Kendi insanlarının huzuru için çıkarları olan bölgelerde insanların yok olmasına göz yumarken, yine o insanları kullanarak onlara kendi sonlarını hazırlatırlar. Oysa sonlarını hazırladıkları insanları yıllarca kahrolsun büyük güç diye nara atmıştılar sokaklarda. Ne yazık ki bağıran hiç kimse bunu farkına varamadı..
Neden bunu göremezler insanlar. Aslında görememek den ziyade gösterilmez bu onlara. Hissettiklerini hissettikleri an mutlaka başka bir uğraş ile boğarlar onları. Çünkü ellerinde sürekli kaşınacak noktaları tutarlar. Çıkarları neyi emrediyorsa, onların gerçekleştirilmesi için harekete geçtiklerinde gözlerini kan bürümüştür.
Hiçbir kuralın veya acının artık onlar için önemi yoktur. Perdenin önünde insanlık için her şeyi ile mücadele eden takım elbiseli, güler yüzlü dururlarken, perdenin ardında ellerinde kan damlaları vardır.
Senin bütün değerlerini önemsizleştirip, kutsal saydıklarından seni uzaklaştırdıktan sonra, kendisine karşı duruyorsun görüntüsü altında seni kullanarak amacına hizmet ettirirken, perdenin önünü görür kendi devletine isyan edersin, perdenin ardında onlar ellerini ovarak seni izler.
Suriye'de kalan sivil halkın üzerine bir bomba düşer o bomba çocukları öldürür, çocuğunun cesedini bir baba yaşıyorsa enkazdan çıkartır.

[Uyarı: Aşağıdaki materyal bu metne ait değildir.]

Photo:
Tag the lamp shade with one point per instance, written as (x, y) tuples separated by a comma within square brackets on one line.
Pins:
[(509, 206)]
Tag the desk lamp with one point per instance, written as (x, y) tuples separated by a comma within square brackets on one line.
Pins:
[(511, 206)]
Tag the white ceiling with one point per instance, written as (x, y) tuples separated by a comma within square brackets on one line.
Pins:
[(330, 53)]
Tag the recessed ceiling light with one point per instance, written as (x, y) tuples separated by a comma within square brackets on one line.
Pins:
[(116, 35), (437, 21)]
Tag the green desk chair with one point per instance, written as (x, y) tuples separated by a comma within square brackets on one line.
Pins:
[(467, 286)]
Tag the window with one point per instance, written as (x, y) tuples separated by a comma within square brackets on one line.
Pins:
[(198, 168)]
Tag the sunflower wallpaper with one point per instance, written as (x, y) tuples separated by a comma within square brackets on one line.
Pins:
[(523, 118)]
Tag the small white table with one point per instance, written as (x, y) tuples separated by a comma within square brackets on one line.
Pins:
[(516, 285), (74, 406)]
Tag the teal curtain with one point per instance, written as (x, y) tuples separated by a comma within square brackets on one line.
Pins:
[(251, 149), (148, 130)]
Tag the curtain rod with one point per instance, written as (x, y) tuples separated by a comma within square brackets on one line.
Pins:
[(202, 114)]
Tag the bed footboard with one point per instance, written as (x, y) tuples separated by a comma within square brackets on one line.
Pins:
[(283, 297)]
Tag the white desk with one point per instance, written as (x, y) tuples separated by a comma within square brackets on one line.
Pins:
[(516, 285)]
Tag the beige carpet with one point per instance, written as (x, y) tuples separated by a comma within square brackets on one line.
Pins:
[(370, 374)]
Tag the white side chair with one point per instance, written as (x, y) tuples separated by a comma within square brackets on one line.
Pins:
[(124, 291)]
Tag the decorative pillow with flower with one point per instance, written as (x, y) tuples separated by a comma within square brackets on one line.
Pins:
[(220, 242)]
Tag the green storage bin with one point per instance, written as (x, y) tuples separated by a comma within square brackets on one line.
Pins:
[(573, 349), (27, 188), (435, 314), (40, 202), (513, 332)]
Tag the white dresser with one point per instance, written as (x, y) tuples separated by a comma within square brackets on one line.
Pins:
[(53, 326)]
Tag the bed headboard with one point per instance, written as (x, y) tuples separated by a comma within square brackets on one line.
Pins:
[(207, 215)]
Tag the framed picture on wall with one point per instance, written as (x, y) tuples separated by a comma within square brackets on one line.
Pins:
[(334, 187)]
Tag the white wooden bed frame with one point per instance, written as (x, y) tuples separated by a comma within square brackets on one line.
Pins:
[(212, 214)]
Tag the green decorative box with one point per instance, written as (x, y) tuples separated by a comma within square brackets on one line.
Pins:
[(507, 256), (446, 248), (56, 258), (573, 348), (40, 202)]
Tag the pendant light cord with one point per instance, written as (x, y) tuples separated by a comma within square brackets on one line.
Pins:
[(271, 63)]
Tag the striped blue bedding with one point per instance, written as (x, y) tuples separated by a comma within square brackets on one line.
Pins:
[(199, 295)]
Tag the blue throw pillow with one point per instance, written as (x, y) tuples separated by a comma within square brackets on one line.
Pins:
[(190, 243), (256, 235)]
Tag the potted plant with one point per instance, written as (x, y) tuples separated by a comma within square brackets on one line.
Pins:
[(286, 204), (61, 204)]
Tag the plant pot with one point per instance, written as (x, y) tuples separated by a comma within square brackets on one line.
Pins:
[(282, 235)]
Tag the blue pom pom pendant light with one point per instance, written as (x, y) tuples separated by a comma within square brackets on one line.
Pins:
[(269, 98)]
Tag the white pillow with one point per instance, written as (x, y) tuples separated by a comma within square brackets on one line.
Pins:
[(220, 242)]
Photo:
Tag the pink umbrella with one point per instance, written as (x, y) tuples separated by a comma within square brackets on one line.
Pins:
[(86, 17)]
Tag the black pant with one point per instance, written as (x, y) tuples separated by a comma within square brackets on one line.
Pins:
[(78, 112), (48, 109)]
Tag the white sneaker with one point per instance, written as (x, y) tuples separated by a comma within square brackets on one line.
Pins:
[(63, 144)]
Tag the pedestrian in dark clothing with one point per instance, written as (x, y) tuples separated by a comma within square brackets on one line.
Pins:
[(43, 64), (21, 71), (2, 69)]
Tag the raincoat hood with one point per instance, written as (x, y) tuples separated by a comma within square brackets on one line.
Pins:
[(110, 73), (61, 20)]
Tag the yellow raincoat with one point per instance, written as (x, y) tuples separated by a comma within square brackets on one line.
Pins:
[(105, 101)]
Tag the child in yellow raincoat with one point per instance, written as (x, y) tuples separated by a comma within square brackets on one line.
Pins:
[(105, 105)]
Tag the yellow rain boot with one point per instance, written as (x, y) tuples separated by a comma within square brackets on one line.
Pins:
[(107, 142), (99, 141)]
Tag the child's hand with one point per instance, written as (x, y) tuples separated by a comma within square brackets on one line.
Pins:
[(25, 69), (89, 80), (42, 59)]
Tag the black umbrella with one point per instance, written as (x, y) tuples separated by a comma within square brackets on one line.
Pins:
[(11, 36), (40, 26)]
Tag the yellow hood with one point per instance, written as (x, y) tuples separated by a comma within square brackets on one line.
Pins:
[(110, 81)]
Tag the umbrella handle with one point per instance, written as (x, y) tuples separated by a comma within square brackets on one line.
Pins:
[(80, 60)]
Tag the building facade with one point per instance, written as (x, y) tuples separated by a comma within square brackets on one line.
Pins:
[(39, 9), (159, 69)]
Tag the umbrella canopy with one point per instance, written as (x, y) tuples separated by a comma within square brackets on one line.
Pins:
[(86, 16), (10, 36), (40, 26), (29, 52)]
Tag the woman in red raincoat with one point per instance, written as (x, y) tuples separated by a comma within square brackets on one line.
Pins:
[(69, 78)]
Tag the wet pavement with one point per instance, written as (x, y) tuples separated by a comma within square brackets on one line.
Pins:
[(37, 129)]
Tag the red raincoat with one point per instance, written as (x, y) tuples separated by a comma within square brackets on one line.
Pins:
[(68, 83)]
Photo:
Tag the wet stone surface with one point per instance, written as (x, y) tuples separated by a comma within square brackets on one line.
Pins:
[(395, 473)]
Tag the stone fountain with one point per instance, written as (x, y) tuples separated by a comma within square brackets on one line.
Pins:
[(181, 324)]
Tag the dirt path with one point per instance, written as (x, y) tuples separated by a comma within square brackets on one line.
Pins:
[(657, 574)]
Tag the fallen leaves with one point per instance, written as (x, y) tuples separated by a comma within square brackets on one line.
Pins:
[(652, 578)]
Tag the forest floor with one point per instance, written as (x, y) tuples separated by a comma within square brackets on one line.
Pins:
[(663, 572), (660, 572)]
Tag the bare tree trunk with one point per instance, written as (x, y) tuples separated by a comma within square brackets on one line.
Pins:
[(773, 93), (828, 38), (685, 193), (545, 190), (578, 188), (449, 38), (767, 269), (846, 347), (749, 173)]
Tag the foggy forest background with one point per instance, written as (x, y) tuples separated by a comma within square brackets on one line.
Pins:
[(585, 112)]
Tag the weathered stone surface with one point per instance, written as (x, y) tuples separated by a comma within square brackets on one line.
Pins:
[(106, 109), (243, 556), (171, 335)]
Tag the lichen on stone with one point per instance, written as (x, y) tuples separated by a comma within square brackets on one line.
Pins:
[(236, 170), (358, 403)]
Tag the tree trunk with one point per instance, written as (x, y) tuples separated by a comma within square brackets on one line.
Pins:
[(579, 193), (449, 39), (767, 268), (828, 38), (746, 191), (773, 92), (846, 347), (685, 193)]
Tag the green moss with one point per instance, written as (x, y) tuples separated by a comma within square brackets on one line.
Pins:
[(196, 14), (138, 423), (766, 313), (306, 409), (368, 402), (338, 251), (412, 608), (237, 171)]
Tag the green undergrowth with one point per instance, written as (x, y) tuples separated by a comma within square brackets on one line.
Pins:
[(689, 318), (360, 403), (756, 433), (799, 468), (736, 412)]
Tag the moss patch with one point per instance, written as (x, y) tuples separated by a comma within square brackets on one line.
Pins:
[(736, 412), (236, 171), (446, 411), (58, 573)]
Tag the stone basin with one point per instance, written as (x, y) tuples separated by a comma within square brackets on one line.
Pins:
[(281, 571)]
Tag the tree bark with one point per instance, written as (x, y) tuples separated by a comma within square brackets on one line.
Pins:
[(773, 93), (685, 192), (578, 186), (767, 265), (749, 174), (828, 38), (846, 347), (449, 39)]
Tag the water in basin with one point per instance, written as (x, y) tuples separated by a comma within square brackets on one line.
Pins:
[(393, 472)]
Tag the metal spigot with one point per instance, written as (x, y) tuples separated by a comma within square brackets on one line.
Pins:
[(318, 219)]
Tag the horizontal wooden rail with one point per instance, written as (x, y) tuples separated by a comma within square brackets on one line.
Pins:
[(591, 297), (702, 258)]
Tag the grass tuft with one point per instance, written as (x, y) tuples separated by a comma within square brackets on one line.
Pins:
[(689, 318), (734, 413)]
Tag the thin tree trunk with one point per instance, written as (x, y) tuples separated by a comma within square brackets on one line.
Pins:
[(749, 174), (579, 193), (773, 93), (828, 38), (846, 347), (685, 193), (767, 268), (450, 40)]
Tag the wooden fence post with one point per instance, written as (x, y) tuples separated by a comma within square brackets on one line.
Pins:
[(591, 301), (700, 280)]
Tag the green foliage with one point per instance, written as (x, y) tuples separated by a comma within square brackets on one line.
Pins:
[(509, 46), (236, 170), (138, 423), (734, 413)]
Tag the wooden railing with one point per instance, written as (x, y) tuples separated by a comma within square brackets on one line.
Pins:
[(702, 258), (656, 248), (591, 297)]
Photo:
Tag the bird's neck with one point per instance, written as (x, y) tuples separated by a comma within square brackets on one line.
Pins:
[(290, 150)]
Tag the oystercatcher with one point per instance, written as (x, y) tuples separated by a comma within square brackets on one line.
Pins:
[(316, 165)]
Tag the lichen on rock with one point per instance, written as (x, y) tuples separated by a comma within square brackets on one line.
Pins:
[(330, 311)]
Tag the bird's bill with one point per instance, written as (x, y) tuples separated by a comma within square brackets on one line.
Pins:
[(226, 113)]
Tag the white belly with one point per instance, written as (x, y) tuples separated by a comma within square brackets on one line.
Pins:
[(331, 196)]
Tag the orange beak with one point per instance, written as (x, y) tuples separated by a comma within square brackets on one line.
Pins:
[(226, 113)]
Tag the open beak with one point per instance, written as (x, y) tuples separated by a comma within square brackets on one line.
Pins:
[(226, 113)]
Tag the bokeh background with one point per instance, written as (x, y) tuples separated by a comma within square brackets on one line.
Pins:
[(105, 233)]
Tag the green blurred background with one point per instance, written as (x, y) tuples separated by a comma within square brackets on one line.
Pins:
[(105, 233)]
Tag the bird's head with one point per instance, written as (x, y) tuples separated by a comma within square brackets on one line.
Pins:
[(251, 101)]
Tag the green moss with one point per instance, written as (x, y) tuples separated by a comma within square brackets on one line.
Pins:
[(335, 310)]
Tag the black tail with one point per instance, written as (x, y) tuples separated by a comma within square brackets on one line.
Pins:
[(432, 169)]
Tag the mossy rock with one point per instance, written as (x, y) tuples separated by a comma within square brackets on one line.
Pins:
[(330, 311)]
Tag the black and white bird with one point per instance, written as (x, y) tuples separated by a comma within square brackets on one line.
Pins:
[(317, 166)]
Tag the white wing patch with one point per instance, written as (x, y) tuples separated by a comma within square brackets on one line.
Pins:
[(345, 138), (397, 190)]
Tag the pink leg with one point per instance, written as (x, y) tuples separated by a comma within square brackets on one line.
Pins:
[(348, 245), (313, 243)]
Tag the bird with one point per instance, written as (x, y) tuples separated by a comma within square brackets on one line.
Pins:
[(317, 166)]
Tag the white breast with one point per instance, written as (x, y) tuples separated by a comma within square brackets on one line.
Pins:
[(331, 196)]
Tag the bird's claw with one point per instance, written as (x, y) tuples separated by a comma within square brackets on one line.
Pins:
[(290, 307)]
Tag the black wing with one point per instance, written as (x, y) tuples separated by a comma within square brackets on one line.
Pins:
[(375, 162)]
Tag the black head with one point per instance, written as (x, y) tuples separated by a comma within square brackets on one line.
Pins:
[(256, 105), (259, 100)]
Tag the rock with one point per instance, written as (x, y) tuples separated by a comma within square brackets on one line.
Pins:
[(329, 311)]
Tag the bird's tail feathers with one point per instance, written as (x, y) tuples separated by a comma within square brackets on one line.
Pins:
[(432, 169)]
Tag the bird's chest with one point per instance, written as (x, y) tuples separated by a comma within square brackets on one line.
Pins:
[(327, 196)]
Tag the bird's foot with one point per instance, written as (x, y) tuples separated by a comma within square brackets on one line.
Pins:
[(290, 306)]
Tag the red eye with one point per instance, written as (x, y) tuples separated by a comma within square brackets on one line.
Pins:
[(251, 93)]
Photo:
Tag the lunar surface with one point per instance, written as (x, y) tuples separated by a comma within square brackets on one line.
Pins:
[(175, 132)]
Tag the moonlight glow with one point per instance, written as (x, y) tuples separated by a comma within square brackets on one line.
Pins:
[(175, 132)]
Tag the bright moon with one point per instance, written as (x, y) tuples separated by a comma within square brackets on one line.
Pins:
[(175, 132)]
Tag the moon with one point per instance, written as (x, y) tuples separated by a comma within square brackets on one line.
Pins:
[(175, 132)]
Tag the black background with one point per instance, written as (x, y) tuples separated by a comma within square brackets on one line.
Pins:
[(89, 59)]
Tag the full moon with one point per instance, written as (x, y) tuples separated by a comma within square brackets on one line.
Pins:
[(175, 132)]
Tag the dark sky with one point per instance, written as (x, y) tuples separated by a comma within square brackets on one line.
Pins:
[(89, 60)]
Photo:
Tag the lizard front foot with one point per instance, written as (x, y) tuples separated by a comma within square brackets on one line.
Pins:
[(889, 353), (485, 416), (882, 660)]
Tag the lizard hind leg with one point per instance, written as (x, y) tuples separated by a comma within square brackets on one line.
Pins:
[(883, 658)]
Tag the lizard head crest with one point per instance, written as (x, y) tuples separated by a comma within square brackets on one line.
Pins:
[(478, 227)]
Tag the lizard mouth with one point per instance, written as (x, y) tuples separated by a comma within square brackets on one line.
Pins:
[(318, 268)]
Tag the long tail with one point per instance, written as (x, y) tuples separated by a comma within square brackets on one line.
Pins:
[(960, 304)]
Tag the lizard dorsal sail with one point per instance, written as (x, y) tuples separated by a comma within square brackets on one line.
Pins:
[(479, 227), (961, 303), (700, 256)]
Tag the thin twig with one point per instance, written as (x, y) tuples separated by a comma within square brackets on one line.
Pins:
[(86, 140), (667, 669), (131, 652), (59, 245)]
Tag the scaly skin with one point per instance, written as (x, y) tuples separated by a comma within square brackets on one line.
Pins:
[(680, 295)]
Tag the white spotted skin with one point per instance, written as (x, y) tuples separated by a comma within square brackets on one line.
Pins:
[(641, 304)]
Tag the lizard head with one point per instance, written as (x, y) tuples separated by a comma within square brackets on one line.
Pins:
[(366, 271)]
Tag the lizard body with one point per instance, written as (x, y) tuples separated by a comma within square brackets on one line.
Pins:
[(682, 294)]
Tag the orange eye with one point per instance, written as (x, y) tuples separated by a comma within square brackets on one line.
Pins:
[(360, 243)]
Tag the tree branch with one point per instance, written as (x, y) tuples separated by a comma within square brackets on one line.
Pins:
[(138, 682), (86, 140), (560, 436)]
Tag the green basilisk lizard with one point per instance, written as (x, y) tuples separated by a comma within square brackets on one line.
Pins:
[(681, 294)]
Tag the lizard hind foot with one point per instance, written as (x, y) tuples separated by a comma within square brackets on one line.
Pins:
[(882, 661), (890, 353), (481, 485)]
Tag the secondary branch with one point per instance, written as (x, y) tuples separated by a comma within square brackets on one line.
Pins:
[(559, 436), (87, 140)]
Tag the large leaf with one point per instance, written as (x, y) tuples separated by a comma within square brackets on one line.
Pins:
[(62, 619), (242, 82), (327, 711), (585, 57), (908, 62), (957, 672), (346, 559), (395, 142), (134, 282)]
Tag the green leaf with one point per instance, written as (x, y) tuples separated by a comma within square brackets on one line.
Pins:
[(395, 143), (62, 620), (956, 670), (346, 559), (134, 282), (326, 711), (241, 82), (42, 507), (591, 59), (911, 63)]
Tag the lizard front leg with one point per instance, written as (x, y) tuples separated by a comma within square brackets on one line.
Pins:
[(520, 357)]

Çocuğu kucağında çaresizdir . Gözyaşı ve acı bir arada yaşanır ve zamanla unutulur. Tek başına o güce karşı gelemez, güç oluşturmak için toplandıklarında seni kullananlar yine seni kendilerine hizmetkar ederler.
Geriye çekilip olayları izlediğinizde gördüğünüz şey acı , gözyaşı , ezilen , kanı emilen bir toplum dan başkası değildir.
Her toplumun çocukları, her toplumun babaları vardır, o çocuklara hayal kırıklığı yaşatmama , babaları çaresizlik içinde bırakmama adına, birlik ve beraberlikten asla vazgeçilmemelidir. Savaş kan,acı ve göz yaşıdır. İnsanlık adına alınmış en güzel kararların savaşlarda umursanmadığını görürsünüz, bunu umarım yaşayarak görmeyiz.